The case was settled by fines rather than commitments, unlike other recent energy sector cases (e.g. in February 2009, the Commission accepted binding commitments from E.On in relation to allegations that E.On had abused its dominant position in the German electricity wholesale and balancing markets, and in March 2009, the Commission accepted binding commitments from RWE in relation to allegations that RWE had abused its dominant position in the gas transport market). This indicates that the Commission may not always be willing to accept commitments where it is in a position to impose a substantial fine. Moreover, the issue of a formal infringement decision facilitates third parties claiming damages before national courts in “follow-on” actions, where the Commission decision is proof that the unlawful behaviour took place.

The background to this case is as follows. In 1975, Ruhrgas and Gaz de France (GDF) agreed to build the “MEGAL” pipeline which would bring gas from Russia to France and Germany. By an exchange of letters, they agreed that each would not sell gas in to each other’s territory – i.e. a market-sharing arrangement. At the time, there were other legal or de facto barriers to market entry, for example GDF had a legal monopoly to import natural gas in France until 2000, and Ruhrgas belonged to a network of demarcation agreements with other German suppliers until 1998.

The parties maintained the market-sharing even after the other legal or de facto barriers to entry had been removed, until the end of September 2005, when the prohibition on GDF from supplying gas to Germany over the MEGAL pipeline was lifted.
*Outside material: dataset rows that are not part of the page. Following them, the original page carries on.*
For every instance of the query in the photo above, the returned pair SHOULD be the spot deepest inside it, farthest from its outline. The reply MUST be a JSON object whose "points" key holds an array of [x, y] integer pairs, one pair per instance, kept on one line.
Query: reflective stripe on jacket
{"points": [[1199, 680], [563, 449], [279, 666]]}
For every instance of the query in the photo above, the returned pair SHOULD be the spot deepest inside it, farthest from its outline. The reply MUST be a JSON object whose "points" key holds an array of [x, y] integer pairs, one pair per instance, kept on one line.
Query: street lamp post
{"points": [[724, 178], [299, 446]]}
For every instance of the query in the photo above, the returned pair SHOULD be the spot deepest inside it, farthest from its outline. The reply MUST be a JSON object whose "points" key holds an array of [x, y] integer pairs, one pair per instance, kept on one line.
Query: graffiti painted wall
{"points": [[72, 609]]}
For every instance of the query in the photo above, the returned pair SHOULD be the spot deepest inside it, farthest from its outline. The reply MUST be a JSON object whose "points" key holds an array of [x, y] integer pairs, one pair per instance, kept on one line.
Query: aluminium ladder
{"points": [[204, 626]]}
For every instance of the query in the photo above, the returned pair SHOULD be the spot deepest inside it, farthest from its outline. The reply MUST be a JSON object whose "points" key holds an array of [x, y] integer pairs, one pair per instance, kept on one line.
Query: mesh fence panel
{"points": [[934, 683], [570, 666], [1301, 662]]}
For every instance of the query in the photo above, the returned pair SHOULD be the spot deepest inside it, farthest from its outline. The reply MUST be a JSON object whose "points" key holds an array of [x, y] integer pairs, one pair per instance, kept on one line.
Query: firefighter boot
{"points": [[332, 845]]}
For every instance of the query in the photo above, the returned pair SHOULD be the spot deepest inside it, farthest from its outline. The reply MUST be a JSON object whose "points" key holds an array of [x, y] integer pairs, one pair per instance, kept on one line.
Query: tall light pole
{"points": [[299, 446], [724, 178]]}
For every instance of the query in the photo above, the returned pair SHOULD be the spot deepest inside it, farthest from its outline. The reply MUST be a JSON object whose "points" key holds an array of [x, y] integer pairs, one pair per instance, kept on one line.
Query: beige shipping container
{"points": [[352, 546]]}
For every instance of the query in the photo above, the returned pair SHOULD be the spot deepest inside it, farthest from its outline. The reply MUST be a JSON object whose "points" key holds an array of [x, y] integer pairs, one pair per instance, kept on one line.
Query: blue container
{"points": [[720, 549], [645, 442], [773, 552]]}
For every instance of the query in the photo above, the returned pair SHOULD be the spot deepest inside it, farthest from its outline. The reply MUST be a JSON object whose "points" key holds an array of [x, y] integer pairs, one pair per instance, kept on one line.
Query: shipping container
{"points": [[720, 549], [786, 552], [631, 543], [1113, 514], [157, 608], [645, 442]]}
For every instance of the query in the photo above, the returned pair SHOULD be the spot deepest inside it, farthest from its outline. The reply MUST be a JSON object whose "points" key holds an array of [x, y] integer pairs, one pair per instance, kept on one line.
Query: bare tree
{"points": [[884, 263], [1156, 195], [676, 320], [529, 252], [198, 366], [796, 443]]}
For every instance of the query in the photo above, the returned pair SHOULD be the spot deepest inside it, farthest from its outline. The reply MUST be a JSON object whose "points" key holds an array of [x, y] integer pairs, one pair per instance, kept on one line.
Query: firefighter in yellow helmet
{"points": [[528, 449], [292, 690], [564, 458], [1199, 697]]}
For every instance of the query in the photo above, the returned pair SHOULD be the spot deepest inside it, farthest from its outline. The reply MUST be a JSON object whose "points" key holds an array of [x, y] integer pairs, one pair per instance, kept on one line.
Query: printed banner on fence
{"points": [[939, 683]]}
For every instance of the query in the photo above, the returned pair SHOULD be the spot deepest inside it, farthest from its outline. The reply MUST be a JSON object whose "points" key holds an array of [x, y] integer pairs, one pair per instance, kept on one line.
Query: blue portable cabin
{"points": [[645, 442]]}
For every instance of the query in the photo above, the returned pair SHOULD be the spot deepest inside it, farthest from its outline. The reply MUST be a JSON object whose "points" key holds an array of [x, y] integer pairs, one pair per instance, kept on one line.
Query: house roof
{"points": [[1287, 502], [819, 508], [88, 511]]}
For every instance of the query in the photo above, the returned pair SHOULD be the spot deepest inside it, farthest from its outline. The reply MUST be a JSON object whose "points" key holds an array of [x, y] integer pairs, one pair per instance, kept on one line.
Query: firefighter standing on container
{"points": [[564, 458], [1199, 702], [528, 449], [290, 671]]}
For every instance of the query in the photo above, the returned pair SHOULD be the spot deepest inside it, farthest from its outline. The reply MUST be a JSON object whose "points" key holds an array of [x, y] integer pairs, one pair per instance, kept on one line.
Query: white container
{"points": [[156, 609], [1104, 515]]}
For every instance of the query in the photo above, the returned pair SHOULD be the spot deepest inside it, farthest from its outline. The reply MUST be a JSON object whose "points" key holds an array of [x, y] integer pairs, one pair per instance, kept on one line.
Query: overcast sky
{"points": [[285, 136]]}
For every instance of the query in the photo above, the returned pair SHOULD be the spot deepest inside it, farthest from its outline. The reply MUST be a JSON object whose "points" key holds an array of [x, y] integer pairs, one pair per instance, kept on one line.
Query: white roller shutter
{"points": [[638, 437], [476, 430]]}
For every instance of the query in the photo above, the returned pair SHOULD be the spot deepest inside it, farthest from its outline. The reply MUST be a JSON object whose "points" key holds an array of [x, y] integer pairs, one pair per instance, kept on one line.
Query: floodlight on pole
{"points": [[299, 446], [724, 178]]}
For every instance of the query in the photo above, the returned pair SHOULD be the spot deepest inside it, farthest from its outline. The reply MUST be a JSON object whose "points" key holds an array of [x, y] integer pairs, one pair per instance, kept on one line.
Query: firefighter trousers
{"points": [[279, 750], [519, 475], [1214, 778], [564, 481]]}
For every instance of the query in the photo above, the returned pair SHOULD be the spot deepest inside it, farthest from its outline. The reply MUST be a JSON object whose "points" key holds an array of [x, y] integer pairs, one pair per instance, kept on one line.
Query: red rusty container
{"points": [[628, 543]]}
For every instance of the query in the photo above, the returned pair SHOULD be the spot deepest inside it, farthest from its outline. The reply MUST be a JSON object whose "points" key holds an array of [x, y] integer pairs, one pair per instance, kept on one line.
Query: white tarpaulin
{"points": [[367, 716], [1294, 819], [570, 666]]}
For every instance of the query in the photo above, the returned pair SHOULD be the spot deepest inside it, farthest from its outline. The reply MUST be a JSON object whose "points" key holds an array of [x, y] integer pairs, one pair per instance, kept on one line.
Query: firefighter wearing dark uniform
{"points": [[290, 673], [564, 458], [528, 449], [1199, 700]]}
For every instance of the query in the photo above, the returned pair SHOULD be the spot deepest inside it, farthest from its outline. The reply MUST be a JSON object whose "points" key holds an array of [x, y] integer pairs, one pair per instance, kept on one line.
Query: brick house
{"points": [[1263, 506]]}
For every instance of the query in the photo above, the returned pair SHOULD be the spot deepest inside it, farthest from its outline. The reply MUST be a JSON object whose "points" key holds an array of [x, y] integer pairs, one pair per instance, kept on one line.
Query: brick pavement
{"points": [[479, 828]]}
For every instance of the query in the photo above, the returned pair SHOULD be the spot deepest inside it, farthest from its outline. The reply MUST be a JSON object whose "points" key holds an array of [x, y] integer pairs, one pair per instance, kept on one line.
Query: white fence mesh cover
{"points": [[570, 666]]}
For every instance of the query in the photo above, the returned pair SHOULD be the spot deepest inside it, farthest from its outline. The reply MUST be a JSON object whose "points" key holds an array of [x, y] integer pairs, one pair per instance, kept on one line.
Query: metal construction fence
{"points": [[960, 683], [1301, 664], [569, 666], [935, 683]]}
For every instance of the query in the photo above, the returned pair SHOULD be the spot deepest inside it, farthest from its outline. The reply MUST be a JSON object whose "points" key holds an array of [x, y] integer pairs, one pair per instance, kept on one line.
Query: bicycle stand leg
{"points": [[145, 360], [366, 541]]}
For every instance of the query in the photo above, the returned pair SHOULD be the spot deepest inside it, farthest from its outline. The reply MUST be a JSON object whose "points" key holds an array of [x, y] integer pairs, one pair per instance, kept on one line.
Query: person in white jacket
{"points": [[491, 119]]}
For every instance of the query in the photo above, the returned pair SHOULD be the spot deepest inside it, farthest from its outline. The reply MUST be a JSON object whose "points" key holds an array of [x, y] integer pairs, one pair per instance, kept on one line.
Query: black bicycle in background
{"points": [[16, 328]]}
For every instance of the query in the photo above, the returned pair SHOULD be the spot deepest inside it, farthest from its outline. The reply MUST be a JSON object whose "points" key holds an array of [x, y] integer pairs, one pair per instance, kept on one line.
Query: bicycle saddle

The Commission however conceded in its press release that the parties had declared in August 2004 that they had long regarded the 1975 letters as “null and void.” Nonetheless, the Commission found that the parties maintained contact with each other after 1999, at various levels within the organisations, discussed how to implement the agreement in newly-liberalised gas markets, and monitored each other’s behaviour. This is despite evidence, according to the Commission, that the parties were aware of the illegality of the 1975 agreement.

E.On purchased Ruhrgas in 2003, and GDF merged with Suez in 2008, to become GDF Suez.

Under Article 81(1) of the EC Treaty, an agreement between two or more undertakings that may affect trade between Member States and that has as its object or effect the prevention restriction or distortion of competition in the common market, is prohibited. The Commission found that the market-sharing between E.On and GDF Suez infringed Article 81(1) by helping the parties maintain strong positions in the German and French gas markets when they were being liberalised, thus denying consumers more price competition and more choice of supplier.

The Commission is empowered to levy fines of up to 10% of the undertaking’s annual worldwide turnover, however it also noted that under the fining guidelines that were then in force (the 2006 guidelines), the starting point was a fine of up to 30% of turnover in markets affected by the infringement, multiplied by the number of years of participation in the infringement.

The Commission’s investigation took a little over three years from dawn raid (May 2006), through Statement of Objections (June 2008) to decision (July 2009). The Commission’s decision is now subject to an appeal by the parties to the Court of First Instance.